Julien : “À la suite des fractures, chaque village s’exprime sur un socle géologique nuancé – et cela se ressent jusqu’à la gorge. Voyons ensemble les conséquences majeures de ces mouvements sur les terroirs :”

  • Stratification des sols : les failles ont rapproché des couches géologiques très différentes. À Solutré, calcaires à entroques du bathonien. Plus bas, marne et éboulis tertiaires à Chaintré.
  • Orientation des coteaux : certains vignobles se tournent plein sud (pour la maturité), d’autres exposés à l’ouest reçoivent une fraîcheur préservée – conséquence directe des plissements tectoniques.
  • Profondeur d’enracinement : failles = sols caillouteux et drainants sur les hauteurs, argiles plus profondes et riches sur les replis.

Julien : “C’est ce puzzle, où la vigne plonge parfois dans une dalle minérale, parfois dans un limon fertile, qui explique la subtile variation entre une cuvée tendue, pure (Vergisson) ou une cuvée plus charnue et florale (Fuissé, Chaintré).”

Promenade sensorielle : ce que le relief donne au vin

Élise : “Marcher du pied du rocher de Solutré jusqu’aux pentes plus douces de Chaintré, c’est feuilleter un livre de géologie grandeur nature. Du haut, le vent vous fouette, l’air est frais, la vue plonge sur un damier de vignes rythmées par la lumière. Plus bas, les sols s’alourdissent, la végétation change d’allure, la bouche des raisins aussi.
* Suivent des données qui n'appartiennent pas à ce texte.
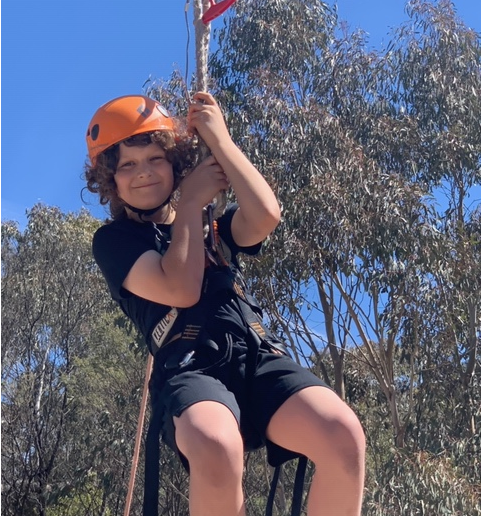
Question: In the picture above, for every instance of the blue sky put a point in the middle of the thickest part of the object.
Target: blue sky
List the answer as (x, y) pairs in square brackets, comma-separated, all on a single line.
[(62, 59)]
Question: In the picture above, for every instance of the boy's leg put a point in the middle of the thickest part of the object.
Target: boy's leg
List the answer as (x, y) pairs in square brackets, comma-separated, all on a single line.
[(208, 435), (318, 424)]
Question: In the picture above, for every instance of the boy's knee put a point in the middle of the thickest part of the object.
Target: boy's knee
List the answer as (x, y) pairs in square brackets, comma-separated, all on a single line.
[(347, 441), (215, 453)]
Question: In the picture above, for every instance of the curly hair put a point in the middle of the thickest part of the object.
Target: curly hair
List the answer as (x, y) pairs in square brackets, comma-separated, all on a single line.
[(180, 150)]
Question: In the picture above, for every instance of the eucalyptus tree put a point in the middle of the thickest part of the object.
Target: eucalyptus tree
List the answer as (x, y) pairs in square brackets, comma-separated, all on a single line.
[(357, 144), (66, 370)]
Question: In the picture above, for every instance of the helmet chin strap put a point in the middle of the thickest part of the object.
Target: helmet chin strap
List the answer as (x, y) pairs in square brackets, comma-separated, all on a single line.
[(146, 213)]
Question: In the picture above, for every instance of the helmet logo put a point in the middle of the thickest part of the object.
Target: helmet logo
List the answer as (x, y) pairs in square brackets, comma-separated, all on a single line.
[(144, 111), (94, 132), (162, 110)]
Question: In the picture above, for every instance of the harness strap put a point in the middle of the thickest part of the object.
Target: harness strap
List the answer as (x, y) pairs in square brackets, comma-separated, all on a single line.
[(296, 506)]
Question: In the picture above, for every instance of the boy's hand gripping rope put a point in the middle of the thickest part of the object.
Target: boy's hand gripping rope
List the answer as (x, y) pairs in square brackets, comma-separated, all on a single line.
[(204, 12)]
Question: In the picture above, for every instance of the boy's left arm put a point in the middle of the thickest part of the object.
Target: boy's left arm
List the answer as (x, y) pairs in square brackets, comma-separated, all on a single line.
[(259, 213)]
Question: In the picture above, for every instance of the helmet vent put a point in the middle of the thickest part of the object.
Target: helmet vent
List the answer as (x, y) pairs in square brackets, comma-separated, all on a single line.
[(94, 132), (144, 111)]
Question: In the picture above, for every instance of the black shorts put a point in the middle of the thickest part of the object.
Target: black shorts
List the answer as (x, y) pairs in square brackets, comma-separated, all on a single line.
[(220, 375)]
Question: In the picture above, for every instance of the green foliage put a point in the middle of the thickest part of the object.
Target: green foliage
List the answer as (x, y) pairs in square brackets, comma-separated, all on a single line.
[(373, 277)]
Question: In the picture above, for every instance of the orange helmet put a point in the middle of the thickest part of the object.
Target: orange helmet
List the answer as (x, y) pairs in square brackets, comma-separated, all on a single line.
[(124, 117)]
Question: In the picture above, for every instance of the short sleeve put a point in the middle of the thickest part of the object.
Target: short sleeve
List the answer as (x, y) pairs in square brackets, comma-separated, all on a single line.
[(116, 247)]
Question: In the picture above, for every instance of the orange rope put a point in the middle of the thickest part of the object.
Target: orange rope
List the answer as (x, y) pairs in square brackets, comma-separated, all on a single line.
[(140, 426)]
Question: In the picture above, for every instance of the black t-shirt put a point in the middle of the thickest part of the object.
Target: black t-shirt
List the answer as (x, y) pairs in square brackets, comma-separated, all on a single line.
[(117, 246)]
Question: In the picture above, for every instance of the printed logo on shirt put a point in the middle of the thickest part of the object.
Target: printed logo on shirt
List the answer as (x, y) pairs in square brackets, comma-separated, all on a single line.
[(164, 326)]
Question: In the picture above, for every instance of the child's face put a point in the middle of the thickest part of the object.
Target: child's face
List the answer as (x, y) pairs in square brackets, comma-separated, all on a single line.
[(144, 177)]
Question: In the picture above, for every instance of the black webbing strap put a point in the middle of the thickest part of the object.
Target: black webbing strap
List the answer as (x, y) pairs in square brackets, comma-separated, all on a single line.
[(152, 466), (296, 506)]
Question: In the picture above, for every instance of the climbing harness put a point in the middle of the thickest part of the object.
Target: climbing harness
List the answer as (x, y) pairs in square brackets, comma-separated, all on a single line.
[(186, 337), (184, 326)]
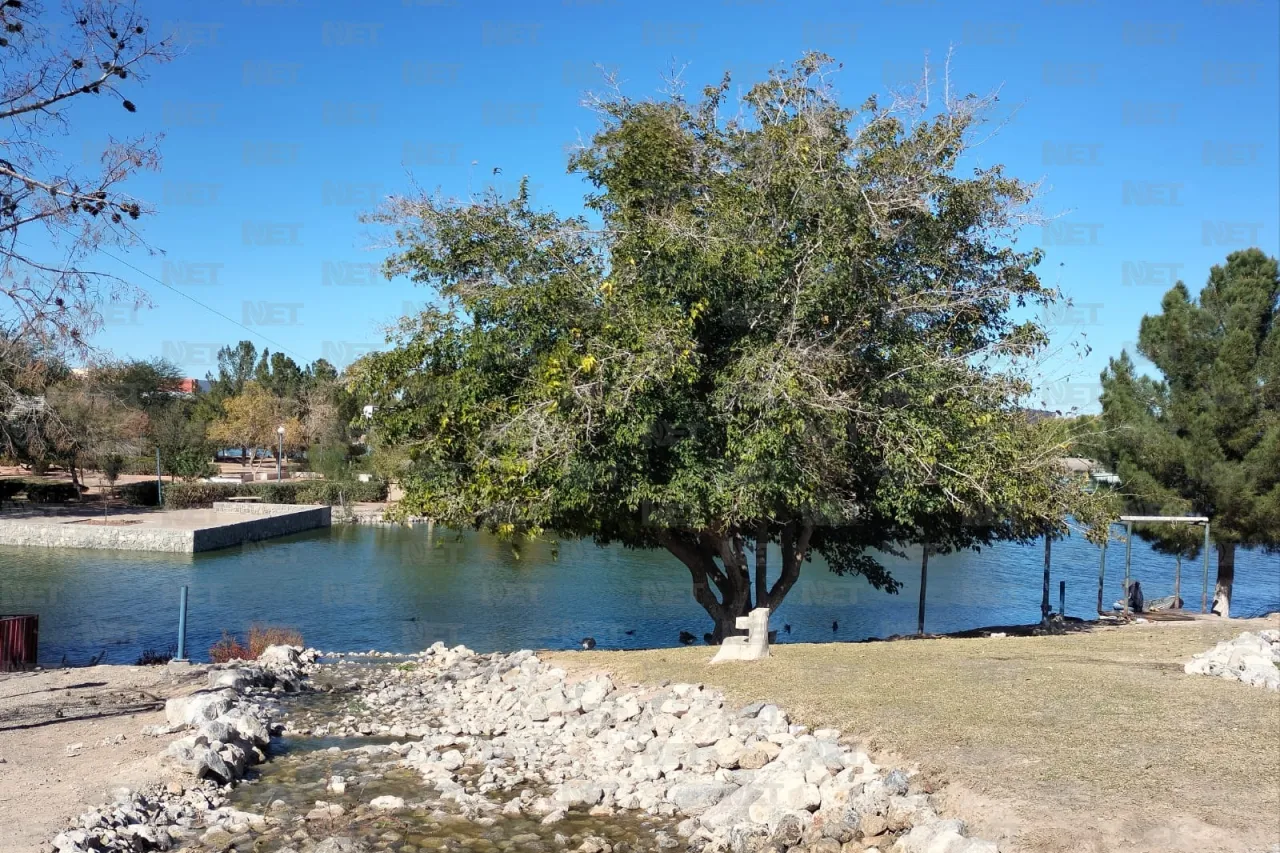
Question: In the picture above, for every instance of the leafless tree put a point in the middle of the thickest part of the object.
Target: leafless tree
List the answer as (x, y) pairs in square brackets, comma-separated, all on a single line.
[(56, 208)]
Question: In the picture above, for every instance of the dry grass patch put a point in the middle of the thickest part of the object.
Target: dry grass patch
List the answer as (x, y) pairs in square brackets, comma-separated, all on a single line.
[(1087, 742)]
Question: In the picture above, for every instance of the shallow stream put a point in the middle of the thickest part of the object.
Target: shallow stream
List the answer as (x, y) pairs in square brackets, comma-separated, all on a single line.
[(301, 804)]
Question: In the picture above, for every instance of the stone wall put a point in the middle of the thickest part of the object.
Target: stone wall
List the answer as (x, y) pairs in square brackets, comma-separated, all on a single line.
[(81, 536)]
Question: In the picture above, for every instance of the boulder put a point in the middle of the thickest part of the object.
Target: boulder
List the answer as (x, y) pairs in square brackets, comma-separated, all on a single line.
[(280, 656)]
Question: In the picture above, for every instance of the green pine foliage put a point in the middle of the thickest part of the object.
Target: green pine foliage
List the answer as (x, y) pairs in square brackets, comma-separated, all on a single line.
[(799, 325), (1205, 437)]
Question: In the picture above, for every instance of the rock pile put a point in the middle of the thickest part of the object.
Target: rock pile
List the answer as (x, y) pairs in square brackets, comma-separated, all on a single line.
[(1252, 658), (233, 721), (740, 780)]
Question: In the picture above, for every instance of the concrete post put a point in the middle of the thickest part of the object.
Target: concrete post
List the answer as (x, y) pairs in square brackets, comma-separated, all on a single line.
[(182, 625)]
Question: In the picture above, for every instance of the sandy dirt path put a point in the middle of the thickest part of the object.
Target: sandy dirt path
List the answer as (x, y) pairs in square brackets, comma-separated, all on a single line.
[(45, 778), (1084, 743)]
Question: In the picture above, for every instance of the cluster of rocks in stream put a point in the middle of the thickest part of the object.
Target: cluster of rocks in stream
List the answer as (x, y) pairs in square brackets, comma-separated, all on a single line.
[(508, 742), (233, 719), (1252, 658), (736, 780)]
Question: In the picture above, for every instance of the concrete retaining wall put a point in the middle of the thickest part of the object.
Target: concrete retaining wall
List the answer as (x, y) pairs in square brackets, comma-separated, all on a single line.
[(80, 536), (268, 521), (261, 521)]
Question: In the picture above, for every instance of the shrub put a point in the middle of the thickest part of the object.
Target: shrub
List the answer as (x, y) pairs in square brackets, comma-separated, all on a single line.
[(191, 464), (263, 635), (138, 493), (138, 465), (229, 647), (186, 496), (51, 491)]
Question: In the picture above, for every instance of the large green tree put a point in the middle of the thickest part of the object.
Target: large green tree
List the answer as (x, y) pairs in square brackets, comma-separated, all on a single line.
[(792, 325), (1205, 437)]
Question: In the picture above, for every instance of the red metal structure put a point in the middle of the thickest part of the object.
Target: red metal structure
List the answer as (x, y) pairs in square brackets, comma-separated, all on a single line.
[(18, 639)]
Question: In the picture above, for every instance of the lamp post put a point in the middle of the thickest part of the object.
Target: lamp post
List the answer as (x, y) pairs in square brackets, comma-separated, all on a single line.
[(279, 455)]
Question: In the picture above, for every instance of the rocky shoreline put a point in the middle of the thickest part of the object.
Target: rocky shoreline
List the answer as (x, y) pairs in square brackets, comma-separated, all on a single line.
[(1249, 658), (508, 739)]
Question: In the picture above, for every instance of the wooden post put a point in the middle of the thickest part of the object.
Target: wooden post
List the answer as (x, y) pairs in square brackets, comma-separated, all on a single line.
[(924, 578), (1205, 588), (1102, 571), (1128, 555), (1178, 582), (1045, 605)]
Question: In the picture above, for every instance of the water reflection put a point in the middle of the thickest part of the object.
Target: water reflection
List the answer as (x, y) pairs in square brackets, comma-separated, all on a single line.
[(402, 589)]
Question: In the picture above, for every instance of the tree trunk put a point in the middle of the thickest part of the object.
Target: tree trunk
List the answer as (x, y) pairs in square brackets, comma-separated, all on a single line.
[(762, 565), (1045, 606), (1225, 578), (725, 589)]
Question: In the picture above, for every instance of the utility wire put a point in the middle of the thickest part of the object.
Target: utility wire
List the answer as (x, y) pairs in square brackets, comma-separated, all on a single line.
[(192, 299)]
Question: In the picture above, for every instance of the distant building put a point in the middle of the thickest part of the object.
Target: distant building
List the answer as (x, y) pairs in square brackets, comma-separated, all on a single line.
[(192, 386)]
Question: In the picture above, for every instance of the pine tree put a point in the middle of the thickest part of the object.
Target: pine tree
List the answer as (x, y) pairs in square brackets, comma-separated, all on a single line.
[(1205, 438)]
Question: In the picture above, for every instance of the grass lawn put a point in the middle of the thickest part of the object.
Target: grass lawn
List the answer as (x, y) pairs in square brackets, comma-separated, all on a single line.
[(1050, 744)]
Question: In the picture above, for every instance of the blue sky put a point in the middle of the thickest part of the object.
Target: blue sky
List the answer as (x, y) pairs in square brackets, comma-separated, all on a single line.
[(1153, 127)]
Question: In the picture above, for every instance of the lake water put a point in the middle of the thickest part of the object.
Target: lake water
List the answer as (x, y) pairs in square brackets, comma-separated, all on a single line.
[(401, 589)]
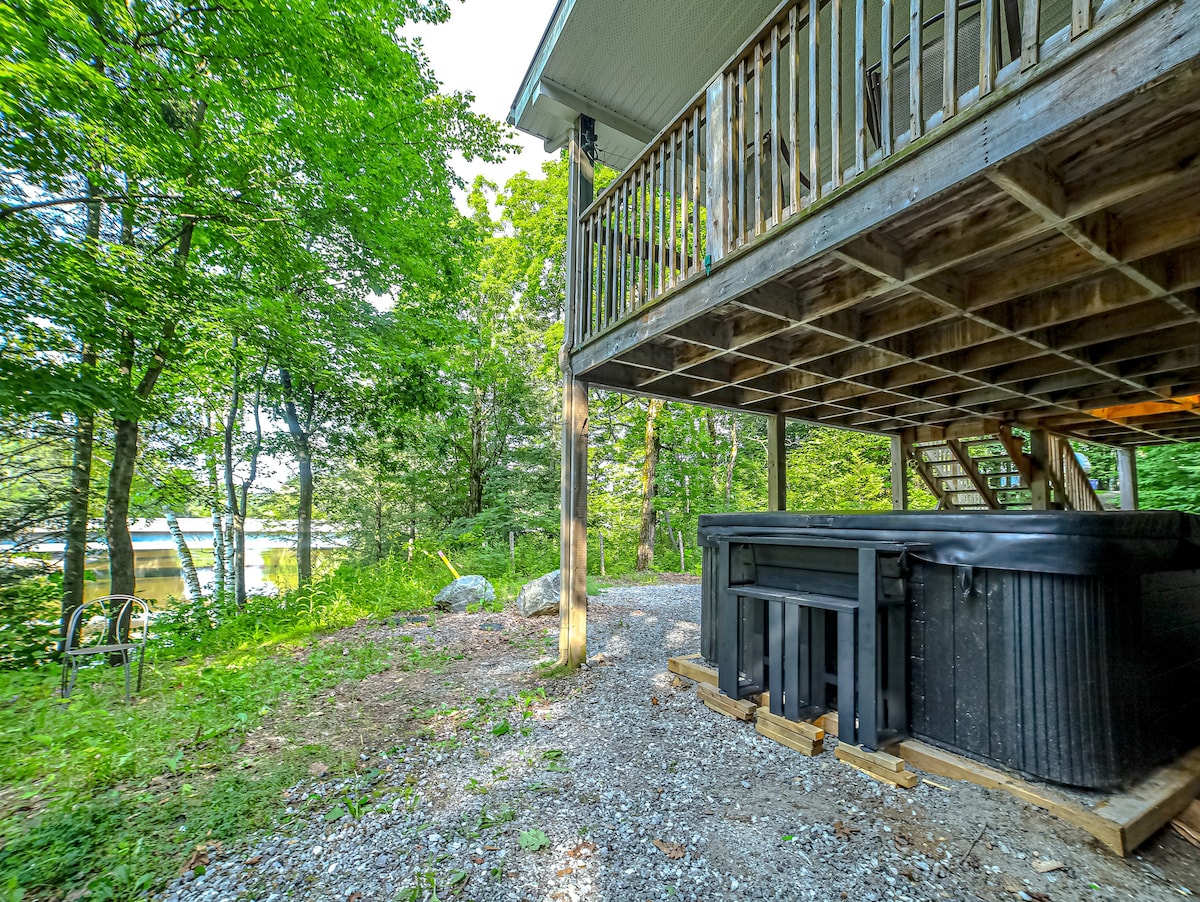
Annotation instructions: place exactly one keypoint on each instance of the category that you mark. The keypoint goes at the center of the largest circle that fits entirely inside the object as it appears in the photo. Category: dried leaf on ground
(582, 849)
(673, 849)
(844, 830)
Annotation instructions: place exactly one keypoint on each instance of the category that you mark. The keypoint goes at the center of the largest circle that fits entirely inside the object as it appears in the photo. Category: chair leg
(125, 663)
(75, 673)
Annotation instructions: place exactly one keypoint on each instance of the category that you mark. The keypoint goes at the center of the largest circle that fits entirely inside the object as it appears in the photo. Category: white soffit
(631, 65)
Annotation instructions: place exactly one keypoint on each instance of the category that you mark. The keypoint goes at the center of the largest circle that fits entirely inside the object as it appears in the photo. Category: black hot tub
(1065, 645)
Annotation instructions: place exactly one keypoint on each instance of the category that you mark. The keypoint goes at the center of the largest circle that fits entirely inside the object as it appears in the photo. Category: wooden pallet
(693, 667)
(804, 738)
(741, 709)
(1121, 822)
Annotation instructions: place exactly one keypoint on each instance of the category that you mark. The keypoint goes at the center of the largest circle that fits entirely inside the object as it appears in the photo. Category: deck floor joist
(1033, 264)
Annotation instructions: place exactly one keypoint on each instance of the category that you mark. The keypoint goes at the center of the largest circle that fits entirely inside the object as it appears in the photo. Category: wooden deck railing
(822, 95)
(646, 234)
(1069, 480)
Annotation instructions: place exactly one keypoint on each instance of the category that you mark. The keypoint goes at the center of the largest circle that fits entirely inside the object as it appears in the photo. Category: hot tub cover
(1072, 542)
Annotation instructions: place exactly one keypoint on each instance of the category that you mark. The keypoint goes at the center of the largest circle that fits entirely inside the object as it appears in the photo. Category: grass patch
(114, 798)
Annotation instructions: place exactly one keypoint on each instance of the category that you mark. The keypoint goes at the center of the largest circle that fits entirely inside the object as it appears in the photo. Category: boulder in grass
(540, 596)
(462, 591)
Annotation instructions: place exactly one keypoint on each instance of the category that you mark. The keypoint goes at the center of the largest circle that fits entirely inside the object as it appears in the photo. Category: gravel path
(635, 791)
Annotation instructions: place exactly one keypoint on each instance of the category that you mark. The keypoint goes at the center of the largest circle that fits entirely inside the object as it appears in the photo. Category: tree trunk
(117, 509)
(304, 458)
(475, 459)
(729, 465)
(75, 552)
(237, 497)
(304, 513)
(653, 445)
(378, 524)
(220, 549)
(75, 557)
(191, 578)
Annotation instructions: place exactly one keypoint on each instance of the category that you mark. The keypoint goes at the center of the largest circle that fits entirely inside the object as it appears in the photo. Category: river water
(160, 577)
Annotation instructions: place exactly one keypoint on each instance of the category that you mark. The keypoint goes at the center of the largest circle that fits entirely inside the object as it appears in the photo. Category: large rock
(541, 595)
(462, 591)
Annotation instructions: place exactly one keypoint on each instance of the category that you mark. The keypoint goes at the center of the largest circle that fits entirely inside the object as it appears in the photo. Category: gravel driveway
(617, 785)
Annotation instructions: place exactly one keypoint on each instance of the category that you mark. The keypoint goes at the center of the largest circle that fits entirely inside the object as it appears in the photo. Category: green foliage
(29, 603)
(1169, 477)
(533, 840)
(111, 786)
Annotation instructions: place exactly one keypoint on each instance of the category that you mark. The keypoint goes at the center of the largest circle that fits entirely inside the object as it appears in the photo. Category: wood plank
(835, 7)
(1031, 38)
(989, 37)
(760, 218)
(777, 185)
(793, 104)
(803, 729)
(916, 118)
(859, 85)
(905, 780)
(951, 62)
(792, 740)
(947, 764)
(693, 667)
(1153, 801)
(1187, 824)
(717, 187)
(886, 78)
(738, 709)
(814, 103)
(877, 761)
(1080, 17)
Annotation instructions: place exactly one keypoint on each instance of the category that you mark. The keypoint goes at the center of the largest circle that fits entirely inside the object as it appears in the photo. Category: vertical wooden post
(899, 475)
(777, 462)
(1039, 469)
(1127, 475)
(573, 644)
(717, 188)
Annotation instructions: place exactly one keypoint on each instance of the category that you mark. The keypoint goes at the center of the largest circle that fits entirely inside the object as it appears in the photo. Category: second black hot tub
(1065, 645)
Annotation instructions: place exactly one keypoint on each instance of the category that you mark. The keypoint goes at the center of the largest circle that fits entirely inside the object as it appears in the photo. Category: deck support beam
(1039, 470)
(777, 462)
(573, 607)
(899, 475)
(1127, 476)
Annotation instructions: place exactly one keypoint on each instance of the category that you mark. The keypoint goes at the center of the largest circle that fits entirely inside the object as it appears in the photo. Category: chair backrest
(95, 620)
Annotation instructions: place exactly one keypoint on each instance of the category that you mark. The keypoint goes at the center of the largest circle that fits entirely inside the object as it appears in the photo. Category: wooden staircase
(995, 473)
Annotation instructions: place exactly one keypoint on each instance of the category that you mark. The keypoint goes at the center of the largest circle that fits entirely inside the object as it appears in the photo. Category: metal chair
(96, 629)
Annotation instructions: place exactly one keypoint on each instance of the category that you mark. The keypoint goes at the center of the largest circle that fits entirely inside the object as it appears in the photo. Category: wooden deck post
(1039, 470)
(573, 642)
(1127, 476)
(899, 475)
(777, 462)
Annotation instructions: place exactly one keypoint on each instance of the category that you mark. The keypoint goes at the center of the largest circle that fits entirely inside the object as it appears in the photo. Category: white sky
(485, 49)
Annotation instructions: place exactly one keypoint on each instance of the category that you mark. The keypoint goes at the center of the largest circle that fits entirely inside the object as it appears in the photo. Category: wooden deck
(1021, 247)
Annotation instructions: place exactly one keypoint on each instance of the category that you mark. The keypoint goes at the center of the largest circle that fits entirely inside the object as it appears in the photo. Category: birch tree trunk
(191, 578)
(653, 445)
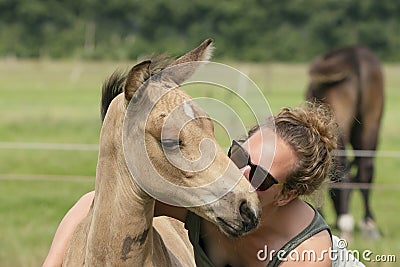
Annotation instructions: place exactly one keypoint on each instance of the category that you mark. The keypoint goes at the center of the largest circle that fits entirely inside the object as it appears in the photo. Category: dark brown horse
(350, 81)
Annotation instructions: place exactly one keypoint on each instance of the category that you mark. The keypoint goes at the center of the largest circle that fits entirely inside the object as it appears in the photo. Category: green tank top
(193, 222)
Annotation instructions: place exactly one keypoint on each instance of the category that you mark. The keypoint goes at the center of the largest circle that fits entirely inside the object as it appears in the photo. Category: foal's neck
(121, 230)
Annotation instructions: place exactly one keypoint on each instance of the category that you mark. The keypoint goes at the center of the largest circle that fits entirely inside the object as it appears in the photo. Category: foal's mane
(114, 85)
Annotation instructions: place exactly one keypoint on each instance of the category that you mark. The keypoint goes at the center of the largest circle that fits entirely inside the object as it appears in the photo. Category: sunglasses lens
(259, 177)
(239, 156)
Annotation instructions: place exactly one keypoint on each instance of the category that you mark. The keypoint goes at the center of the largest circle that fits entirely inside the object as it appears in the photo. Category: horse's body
(118, 230)
(350, 80)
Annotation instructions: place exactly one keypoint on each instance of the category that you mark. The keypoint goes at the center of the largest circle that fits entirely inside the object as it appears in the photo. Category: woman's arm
(66, 228)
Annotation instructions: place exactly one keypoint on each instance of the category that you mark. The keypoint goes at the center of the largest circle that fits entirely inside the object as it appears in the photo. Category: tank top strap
(317, 225)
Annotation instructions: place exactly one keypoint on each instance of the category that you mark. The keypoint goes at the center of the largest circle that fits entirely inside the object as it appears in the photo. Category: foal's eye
(170, 144)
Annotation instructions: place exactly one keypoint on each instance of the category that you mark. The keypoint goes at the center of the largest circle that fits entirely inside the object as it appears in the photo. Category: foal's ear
(201, 53)
(136, 77)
On le retrouve dans le verre : acidité ciselée, minéralité tranchante, puis souplesse et texture.”

  • Vergisson : vins vibrants, longue tension, minéralité crayeuse – sols pauvres, altitude élevée. “Comme taillés sur la pierre, portés par la fraîcheur.”
  • Solutré-Pouilly : explosion aromatique, relief en bouche, équilibre minéral - la signature des falaises.
  • Fuissé : pureté aromatique, ampleur, bouche enveloppante – mélange de marnes et de calcaires.
  • Chaintré : vinosité, fruits mûrs, acidité plus contenue – terres argileuses, bas de versant.

Julien : “Ce n’est pas du folklore, mais bien une signature du terroir qui trouve son origine dans les tensions profondes de la terre. Le vin, ici, parle la langue du crêt* et du vallon.”

*crêt : terme local désignant une crête calcaire escarpée.

Quelques chiffres et repères géologiques précis

  • Les failles du secteur atteignent jusqu’à 45 mètres de dénivelé entre deux parcelles voisines (source : Université de Bourgogne, Géologie du Mâconnais).
  • Le Rocher de Solutré et le Crêt de Vergisson culminent respectivement à 493 m et 485 m, soit près de 300 m plus haut que la plaine de la Saône.
  • Âge du calcaire à Solutré : 160 millions d’années. Des fossiles marins peuvent encore être observés dans certains murs et murgers du vignoble.
  • Les failles sont actives de -30 à -2 millions d’années, la période la plus intense se situant de l’Oligocène au Miocène.

Failles et hommes : adaptation des pratiques viticoles

Julien : “Comprendre la géologie, c’est guider la main du vigneron. Le choix du clone, du porte-greffe, du mode de conduite (vignes hautes sur pentes raides, palissage court sur bas de vallée), tout découle des contraintes imposées par les failles. Même l’élevage, qu’il s’agisse d’un fermentaire long sur lies fines ou d’un passage rapide en cuve, reflète la nature du sol nourricier et du relief.”

Élise : “Ce dialogue entre géologie et gestes vignerons, nous le ressentons dans chaque rencontre. Ainsi ce vigneron qui nous confiait : ‘Ici, la vigne grimpe parce que la faille l’a permis. Le vin s’étire, comme le sol sous la racine’.”

Ouverture : la tectonique, matrice d’une identité unique

Parcourir Pouilly-Fuissé, c’est apprendre à lire des failles à même le paysage. Ces cicatrices majestueuses, loin d’être de simples accidents, sont la colonne vertébrale d’une appellation inimitable. Elles signent la diversité et la richesse des terroirs, et insufflent aux vins cette tension, cette amplitude, cette complexité que la Bourgogne chérit tant. Demain, avec les avancées de la géologie et de l’agronomie (prospection par géoradar, études de microclimats), il sera possible d’aller plus loin dans l’adéquation de chaque pratique à chaque parcelle. Pour l’heure, il suffit d’observer, de humer, de déguster – et de laisser les reliefs parler, dans l’assiette comme dans le verre.

Sources : BRGM (Bureau de Recherches Géologiques et Minières), Université de Bourgogne, “Les Terroirs du Mâconnais” (Éditions Féret), Parcours géologique de Solutré-Vergisson (Musée de Préhistoire).